With his Mercedes-Benz and the rings on his fingers, Josef Fritzl looked every inch a property owner, neighbors in this tidy Austrian town said Monday. Even when running errands, they said, he wore a natty jacket, crisp shirt and tie.
Fritzl’s apartment house, its back garden obscured by a tall hedge, was his kingdom, one neighbor said, and interlopers were not welcome. On Monday, investigators in white jumpsuits combed the house and garden for clues. The authorities said Sunday that Fritzl, 73, had kept one of his daughters imprisoned for 24 years in a basement dungeon, where she bore him seven children.
The daughter, Elisabeth, 42, is in psychiatric care, along with two of her children. Her eldest daughter, Kerstin, 19, whose illness pulled apart Fritzl’s secret after he had her taken to a local hospital, was in a medically induced coma and was in critical condition, the authorities said.
The authorities said Fritzl confessed Monday to imprisonment, sexual abuse and incest. The case has left this town of 22,000 people, 80 miles west of Vienna, in stunned disbelief.

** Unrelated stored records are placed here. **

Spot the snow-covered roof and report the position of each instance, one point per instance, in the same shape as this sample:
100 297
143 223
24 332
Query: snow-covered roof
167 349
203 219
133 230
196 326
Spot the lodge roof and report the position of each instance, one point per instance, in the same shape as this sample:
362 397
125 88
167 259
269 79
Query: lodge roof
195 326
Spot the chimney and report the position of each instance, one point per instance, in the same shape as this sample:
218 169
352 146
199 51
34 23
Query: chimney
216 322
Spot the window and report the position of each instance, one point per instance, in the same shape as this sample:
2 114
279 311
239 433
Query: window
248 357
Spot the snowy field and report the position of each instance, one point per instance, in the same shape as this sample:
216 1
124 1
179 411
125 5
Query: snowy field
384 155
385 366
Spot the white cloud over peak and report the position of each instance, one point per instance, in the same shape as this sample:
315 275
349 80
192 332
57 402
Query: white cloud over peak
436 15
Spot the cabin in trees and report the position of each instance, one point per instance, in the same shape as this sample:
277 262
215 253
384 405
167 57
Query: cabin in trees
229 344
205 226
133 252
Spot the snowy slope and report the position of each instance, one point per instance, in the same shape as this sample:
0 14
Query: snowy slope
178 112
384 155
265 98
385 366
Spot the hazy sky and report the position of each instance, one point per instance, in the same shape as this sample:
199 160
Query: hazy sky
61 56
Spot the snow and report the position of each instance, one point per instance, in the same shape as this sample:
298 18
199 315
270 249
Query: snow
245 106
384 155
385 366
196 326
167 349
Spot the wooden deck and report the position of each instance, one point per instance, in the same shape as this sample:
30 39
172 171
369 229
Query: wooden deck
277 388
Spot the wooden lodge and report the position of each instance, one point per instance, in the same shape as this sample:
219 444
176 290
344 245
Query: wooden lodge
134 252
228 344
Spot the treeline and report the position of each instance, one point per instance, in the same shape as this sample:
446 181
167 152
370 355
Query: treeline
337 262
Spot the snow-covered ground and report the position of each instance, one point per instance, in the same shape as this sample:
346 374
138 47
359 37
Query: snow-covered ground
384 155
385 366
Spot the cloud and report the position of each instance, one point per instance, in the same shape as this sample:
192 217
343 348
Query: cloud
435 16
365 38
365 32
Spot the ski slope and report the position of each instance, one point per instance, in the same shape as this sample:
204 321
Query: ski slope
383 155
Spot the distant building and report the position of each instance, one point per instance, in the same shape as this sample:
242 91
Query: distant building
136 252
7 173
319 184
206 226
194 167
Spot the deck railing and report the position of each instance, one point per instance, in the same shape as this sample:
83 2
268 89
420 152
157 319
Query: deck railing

Neighbors milled around the three-story apartment building on Monday, watching the investigation unfold and asking how such an atrocity could have occurred in their midst.
“One cannot comprehend the dimension of this,” said Doris Bichler, 34, a neighbor who was walking with her daughter. “Natascha Kampusch was bad, but this is of a totally different scale.” Bichler was referring to the notorious kidnapping of an Austrian schoolgirl, who was hidden in a windowless cellar for eight years until she escaped in August 2006. Until now, the Kampusch case was considered by many as the epitome of depravity in the post-World War II history of this country.
But as details of this latest case filter out, it seems even harder to fathom than Kampusch’s abduction, involving nearly a quarter-century of confinement and sexual abuse, and the birth of seven children, three of whom never emerged from the cellar into daylight until last week.
It also raises a troubling question: Why did two such horrifying crimes occur in the same period in Austria, known as a tranquil, picture-book land?
There seems no easy answer — and Austrian officials, while insisting that similar crimes had occurred in other countries, said they were struggling to make sense of Fritzl’s singular misdeeds.
“He was man of stature,” Franz Polzer, the chief of the criminal investigations unit for the Province of Lower Austria, said at a news conference here, holding up a photograph of Fritzl, a heavyset, gray-haired man dressed in black.
“He led a double life,” Polzer continued, “with one family of seven children, with his wife, and a second family of seven children, with his daughter.”
The police described Fritzl as an authoritarian figure who had brooked no dissent.
Trained as an electrician and an engineer, Fritzl owned the small apartment building, renting out a few apartments and living on the top floor. Over many years, he built an underground world for his captives in a warren of cramped, windowless rooms. He provided them with food and clothing, bought outside town to avoid suspicion.